N2(g) + O2(g) → 2NO(g) ∆H +ve

Temperature - Initial concentration of N2 and O2
A decrease by 15% - decrease by 15%
B increase by 15% - stay the same
C decrease by 15% - increase by 15%
D increase by 15% - increase by 15%

Your reasoning for increasing the concentration is correct, however decreasing the temperature is not going to increase the rate. I think you are confusing the equilibrium yield of N2 and O2 with the rate of reaction.

Reply 546

imnoteinstein

2

Original post by Don Pedro K.

Okay firstly work out the number of moles of HCl to begin with. This is
(volume * concentration / 1000) = (10*1.0)/1000 = 0.01 moles of HCl.

Since HCl is a strong acid, it will dissociate completely, meaning that the concentration of HCl = H+ ion concentration.

What will the concentration of [H+] be in 990cm^3 of water?

Rearranging the formula above, you get:

Concentration = (moles * 1000) / volume.
= (0.01 * 1000) / 990 = 0.01010101.....

pH = -log([H+]) = -log(0.0101010101...)

Therefore the pH = 1.99... = 2 when you round it up. So the answer should be C!

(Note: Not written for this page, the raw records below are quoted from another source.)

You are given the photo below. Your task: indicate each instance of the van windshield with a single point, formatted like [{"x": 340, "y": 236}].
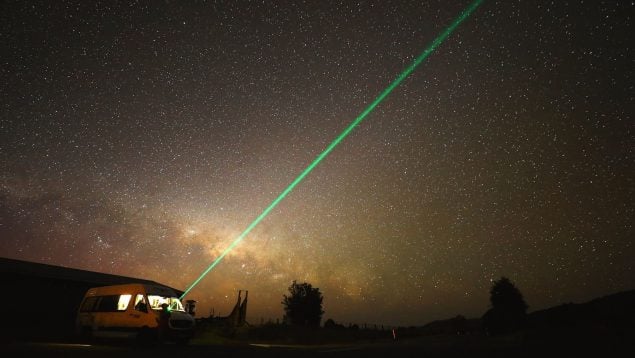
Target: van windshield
[{"x": 174, "y": 304}]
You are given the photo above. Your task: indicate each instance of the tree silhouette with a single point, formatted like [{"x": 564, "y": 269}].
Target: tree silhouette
[
  {"x": 509, "y": 310},
  {"x": 303, "y": 305}
]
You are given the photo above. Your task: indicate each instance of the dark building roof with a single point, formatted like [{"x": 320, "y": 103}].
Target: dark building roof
[{"x": 51, "y": 272}]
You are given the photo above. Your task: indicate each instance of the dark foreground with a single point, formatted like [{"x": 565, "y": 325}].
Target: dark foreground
[{"x": 438, "y": 346}]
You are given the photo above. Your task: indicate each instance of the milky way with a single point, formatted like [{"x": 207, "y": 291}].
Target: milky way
[{"x": 141, "y": 139}]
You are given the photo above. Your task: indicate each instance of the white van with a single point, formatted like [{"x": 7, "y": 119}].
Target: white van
[{"x": 141, "y": 311}]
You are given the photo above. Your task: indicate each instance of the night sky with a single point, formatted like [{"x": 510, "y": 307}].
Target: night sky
[{"x": 141, "y": 138}]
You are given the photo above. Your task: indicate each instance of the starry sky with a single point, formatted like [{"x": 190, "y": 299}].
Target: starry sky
[{"x": 141, "y": 138}]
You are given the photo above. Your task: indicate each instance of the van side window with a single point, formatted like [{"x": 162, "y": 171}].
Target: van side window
[
  {"x": 112, "y": 303},
  {"x": 89, "y": 304},
  {"x": 140, "y": 303}
]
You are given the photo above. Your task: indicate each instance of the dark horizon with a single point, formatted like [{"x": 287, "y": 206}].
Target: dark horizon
[{"x": 140, "y": 140}]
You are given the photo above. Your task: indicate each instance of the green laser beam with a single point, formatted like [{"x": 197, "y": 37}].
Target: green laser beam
[{"x": 437, "y": 41}]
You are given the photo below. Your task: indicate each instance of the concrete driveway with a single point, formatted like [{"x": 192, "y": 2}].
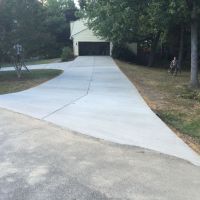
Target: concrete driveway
[
  {"x": 41, "y": 161},
  {"x": 93, "y": 97}
]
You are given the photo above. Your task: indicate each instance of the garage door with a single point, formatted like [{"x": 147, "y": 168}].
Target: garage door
[{"x": 94, "y": 48}]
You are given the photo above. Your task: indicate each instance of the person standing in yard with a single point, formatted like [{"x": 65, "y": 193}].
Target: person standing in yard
[{"x": 174, "y": 68}]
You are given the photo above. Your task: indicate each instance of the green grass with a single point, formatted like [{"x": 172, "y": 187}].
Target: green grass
[
  {"x": 170, "y": 97},
  {"x": 35, "y": 62},
  {"x": 9, "y": 83}
]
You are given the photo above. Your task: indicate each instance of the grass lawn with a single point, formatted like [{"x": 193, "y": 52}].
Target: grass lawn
[
  {"x": 35, "y": 62},
  {"x": 170, "y": 98},
  {"x": 9, "y": 82}
]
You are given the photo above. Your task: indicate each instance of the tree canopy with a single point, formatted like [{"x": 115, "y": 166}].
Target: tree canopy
[
  {"x": 150, "y": 21},
  {"x": 40, "y": 26}
]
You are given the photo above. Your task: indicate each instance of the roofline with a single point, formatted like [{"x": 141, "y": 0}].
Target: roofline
[{"x": 78, "y": 32}]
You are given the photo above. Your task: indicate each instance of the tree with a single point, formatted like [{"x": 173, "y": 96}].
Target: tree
[{"x": 194, "y": 7}]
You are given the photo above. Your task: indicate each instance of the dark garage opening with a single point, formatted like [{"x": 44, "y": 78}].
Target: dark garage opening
[{"x": 94, "y": 48}]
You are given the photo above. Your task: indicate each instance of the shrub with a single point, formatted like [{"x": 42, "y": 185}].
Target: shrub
[{"x": 67, "y": 54}]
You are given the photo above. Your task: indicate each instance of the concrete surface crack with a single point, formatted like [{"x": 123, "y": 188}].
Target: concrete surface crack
[{"x": 79, "y": 98}]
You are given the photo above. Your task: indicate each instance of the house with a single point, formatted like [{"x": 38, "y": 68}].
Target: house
[{"x": 85, "y": 42}]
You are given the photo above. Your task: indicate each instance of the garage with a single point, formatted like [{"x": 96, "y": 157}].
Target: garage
[
  {"x": 86, "y": 42},
  {"x": 94, "y": 48}
]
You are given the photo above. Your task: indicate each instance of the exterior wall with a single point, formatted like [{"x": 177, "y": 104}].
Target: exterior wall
[
  {"x": 85, "y": 36},
  {"x": 133, "y": 47}
]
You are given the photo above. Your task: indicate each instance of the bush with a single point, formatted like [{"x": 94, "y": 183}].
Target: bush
[
  {"x": 122, "y": 52},
  {"x": 67, "y": 54}
]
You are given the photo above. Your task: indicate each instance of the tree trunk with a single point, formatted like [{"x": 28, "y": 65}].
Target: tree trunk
[
  {"x": 194, "y": 48},
  {"x": 180, "y": 56},
  {"x": 153, "y": 50}
]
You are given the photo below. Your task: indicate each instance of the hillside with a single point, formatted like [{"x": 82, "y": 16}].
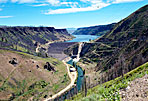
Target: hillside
[
  {"x": 28, "y": 38},
  {"x": 25, "y": 76},
  {"x": 94, "y": 30},
  {"x": 131, "y": 87},
  {"x": 121, "y": 50}
]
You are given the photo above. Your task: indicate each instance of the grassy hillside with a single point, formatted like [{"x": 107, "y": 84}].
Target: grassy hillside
[
  {"x": 28, "y": 78},
  {"x": 28, "y": 38},
  {"x": 117, "y": 52},
  {"x": 110, "y": 90},
  {"x": 94, "y": 30}
]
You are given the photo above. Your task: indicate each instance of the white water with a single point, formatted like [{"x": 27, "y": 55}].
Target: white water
[{"x": 79, "y": 51}]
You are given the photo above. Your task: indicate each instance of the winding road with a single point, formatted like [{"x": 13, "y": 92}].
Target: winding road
[{"x": 73, "y": 77}]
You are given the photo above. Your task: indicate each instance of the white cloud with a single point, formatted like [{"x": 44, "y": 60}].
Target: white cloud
[
  {"x": 123, "y": 1},
  {"x": 73, "y": 10},
  {"x": 23, "y": 1},
  {"x": 6, "y": 16},
  {"x": 3, "y": 1},
  {"x": 40, "y": 5},
  {"x": 95, "y": 5},
  {"x": 53, "y": 2}
]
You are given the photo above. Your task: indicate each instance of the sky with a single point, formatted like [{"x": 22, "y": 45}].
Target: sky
[{"x": 66, "y": 13}]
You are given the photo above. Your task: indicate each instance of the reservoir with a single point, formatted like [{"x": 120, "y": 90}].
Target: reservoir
[{"x": 83, "y": 38}]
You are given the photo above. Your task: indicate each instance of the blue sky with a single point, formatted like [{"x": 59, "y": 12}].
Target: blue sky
[{"x": 66, "y": 13}]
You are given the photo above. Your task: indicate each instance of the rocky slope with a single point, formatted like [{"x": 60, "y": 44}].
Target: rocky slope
[
  {"x": 28, "y": 38},
  {"x": 121, "y": 50},
  {"x": 94, "y": 30},
  {"x": 24, "y": 76}
]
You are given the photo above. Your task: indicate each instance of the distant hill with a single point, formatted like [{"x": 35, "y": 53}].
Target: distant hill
[
  {"x": 71, "y": 30},
  {"x": 94, "y": 30},
  {"x": 24, "y": 76},
  {"x": 27, "y": 38},
  {"x": 119, "y": 51}
]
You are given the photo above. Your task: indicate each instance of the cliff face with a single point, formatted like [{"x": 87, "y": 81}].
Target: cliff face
[
  {"x": 120, "y": 51},
  {"x": 94, "y": 30},
  {"x": 27, "y": 38}
]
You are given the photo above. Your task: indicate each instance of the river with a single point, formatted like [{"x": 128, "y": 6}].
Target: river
[
  {"x": 83, "y": 38},
  {"x": 80, "y": 38}
]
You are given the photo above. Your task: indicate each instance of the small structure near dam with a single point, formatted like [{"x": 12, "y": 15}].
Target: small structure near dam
[{"x": 56, "y": 50}]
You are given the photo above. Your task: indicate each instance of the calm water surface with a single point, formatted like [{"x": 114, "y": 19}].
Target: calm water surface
[{"x": 83, "y": 38}]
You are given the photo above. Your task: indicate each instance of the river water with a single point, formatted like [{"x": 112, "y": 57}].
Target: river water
[
  {"x": 81, "y": 38},
  {"x": 80, "y": 79}
]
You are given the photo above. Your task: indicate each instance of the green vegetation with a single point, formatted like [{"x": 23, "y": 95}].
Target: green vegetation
[
  {"x": 36, "y": 82},
  {"x": 110, "y": 89}
]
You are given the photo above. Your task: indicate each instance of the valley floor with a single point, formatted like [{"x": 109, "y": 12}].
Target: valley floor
[{"x": 137, "y": 90}]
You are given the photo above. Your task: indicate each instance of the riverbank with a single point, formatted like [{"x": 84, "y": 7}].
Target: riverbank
[{"x": 73, "y": 77}]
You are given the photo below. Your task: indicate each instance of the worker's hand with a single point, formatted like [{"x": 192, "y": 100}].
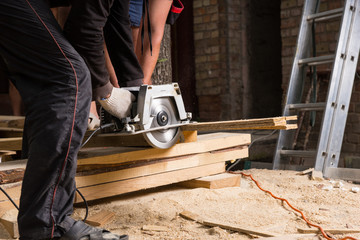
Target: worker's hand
[{"x": 118, "y": 103}]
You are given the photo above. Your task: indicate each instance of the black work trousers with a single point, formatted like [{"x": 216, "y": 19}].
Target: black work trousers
[
  {"x": 55, "y": 86},
  {"x": 90, "y": 23}
]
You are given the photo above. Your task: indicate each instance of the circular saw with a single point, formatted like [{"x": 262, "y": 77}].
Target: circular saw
[{"x": 157, "y": 114}]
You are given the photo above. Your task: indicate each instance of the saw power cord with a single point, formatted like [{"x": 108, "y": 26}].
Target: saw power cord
[
  {"x": 7, "y": 195},
  {"x": 295, "y": 209},
  {"x": 77, "y": 190},
  {"x": 82, "y": 196},
  {"x": 95, "y": 131}
]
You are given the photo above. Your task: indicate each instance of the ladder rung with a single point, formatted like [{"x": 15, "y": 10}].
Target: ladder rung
[
  {"x": 298, "y": 153},
  {"x": 307, "y": 106},
  {"x": 317, "y": 60},
  {"x": 322, "y": 16}
]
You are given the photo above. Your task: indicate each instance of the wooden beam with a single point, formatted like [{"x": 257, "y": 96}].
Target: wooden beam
[
  {"x": 11, "y": 227},
  {"x": 291, "y": 237},
  {"x": 100, "y": 219},
  {"x": 222, "y": 180},
  {"x": 236, "y": 228},
  {"x": 131, "y": 185},
  {"x": 138, "y": 140},
  {"x": 166, "y": 165},
  {"x": 349, "y": 174},
  {"x": 12, "y": 121},
  {"x": 6, "y": 132},
  {"x": 11, "y": 176},
  {"x": 260, "y": 123},
  {"x": 205, "y": 143},
  {"x": 13, "y": 192},
  {"x": 14, "y": 143},
  {"x": 212, "y": 223},
  {"x": 7, "y": 206},
  {"x": 329, "y": 230}
]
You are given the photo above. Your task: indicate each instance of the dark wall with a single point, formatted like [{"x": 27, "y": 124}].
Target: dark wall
[
  {"x": 183, "y": 62},
  {"x": 264, "y": 41}
]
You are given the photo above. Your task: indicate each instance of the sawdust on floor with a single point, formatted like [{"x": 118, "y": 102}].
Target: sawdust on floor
[{"x": 245, "y": 206}]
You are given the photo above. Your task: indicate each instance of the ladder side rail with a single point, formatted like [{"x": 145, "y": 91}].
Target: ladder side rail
[
  {"x": 293, "y": 94},
  {"x": 344, "y": 96},
  {"x": 338, "y": 73}
]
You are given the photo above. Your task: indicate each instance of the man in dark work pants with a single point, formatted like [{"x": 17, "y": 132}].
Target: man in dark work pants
[{"x": 57, "y": 77}]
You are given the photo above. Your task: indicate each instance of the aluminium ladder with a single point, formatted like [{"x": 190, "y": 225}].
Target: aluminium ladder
[{"x": 335, "y": 109}]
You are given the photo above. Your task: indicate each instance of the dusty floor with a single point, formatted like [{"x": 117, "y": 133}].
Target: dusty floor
[{"x": 245, "y": 206}]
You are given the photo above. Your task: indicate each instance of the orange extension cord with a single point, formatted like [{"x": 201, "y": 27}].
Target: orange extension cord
[{"x": 295, "y": 209}]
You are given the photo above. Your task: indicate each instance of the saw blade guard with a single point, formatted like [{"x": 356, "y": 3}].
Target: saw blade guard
[{"x": 161, "y": 106}]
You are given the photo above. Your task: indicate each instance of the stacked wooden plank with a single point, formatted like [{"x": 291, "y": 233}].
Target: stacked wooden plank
[
  {"x": 105, "y": 172},
  {"x": 11, "y": 131},
  {"x": 147, "y": 168}
]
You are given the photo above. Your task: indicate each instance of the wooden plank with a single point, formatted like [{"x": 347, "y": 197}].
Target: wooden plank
[
  {"x": 116, "y": 140},
  {"x": 7, "y": 206},
  {"x": 349, "y": 174},
  {"x": 163, "y": 166},
  {"x": 189, "y": 136},
  {"x": 154, "y": 228},
  {"x": 151, "y": 169},
  {"x": 10, "y": 176},
  {"x": 6, "y": 132},
  {"x": 13, "y": 192},
  {"x": 101, "y": 218},
  {"x": 13, "y": 164},
  {"x": 291, "y": 237},
  {"x": 214, "y": 182},
  {"x": 190, "y": 216},
  {"x": 14, "y": 143},
  {"x": 329, "y": 230},
  {"x": 12, "y": 121},
  {"x": 210, "y": 142},
  {"x": 237, "y": 228},
  {"x": 11, "y": 227},
  {"x": 131, "y": 185},
  {"x": 259, "y": 123},
  {"x": 211, "y": 223}
]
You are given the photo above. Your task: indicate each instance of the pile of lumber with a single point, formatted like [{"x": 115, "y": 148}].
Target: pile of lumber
[
  {"x": 106, "y": 167},
  {"x": 106, "y": 172}
]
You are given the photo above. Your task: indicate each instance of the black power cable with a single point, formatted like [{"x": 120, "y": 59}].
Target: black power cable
[
  {"x": 7, "y": 195},
  {"x": 77, "y": 190}
]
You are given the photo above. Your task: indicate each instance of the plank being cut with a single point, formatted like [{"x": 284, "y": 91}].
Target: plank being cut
[
  {"x": 14, "y": 143},
  {"x": 259, "y": 123},
  {"x": 12, "y": 121},
  {"x": 205, "y": 143},
  {"x": 163, "y": 166},
  {"x": 214, "y": 182},
  {"x": 141, "y": 183}
]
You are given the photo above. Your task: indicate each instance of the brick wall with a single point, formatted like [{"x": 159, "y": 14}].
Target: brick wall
[
  {"x": 216, "y": 33},
  {"x": 230, "y": 84},
  {"x": 326, "y": 39}
]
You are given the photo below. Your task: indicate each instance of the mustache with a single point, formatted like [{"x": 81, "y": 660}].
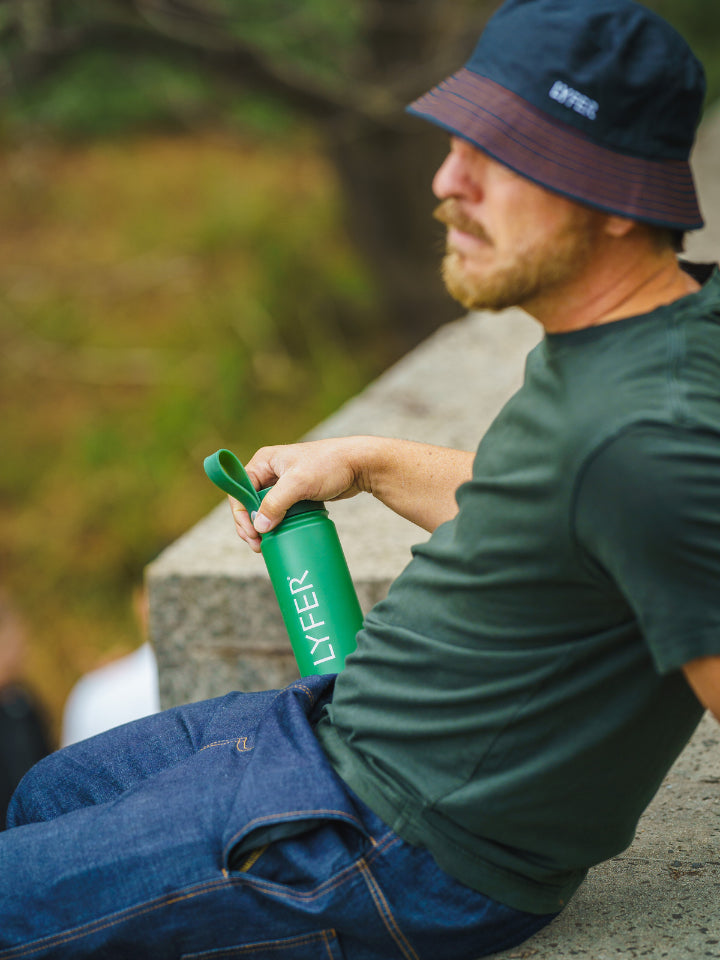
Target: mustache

https://c838cff4741acb48ae1ed62e59927ff4c2073557.googledrive.com/host/0B1ZiqBksUHNYbVpyRTRJN1lFS00/June%202014%20(IAL)%20QP%20-%20Unit%204%20Edexcel%20Chemistry.pdf
hey for Q19b, why do we start off with 2NO2? Why cant it be NO2? The equations would still work out fine
( NO2 --> 0.5N2 + O2 and
CO +0.5N2 + O2 --> NO + CO2) - is it bc its second order?

Reply 547

Original post by imnoteinstein

https://c838cff4741acb48ae1ed62e59927ff4c2073557.googledrive.com/host/0B1ZiqBksUHNYbVpyRTRJN1lFS00/June%202014%20(IAL)%20QP%20-%20Unit%204%20Edexcel%20Chemistry.pdf
hey for Q19b, why do we start off with 2NO2? Why cant it be NO2? The equations would still work out fine
( NO2 --> 0.5N2 + O2 and
CO +0.5N2 + O2 --> NO + CO2) - is it bc its second order?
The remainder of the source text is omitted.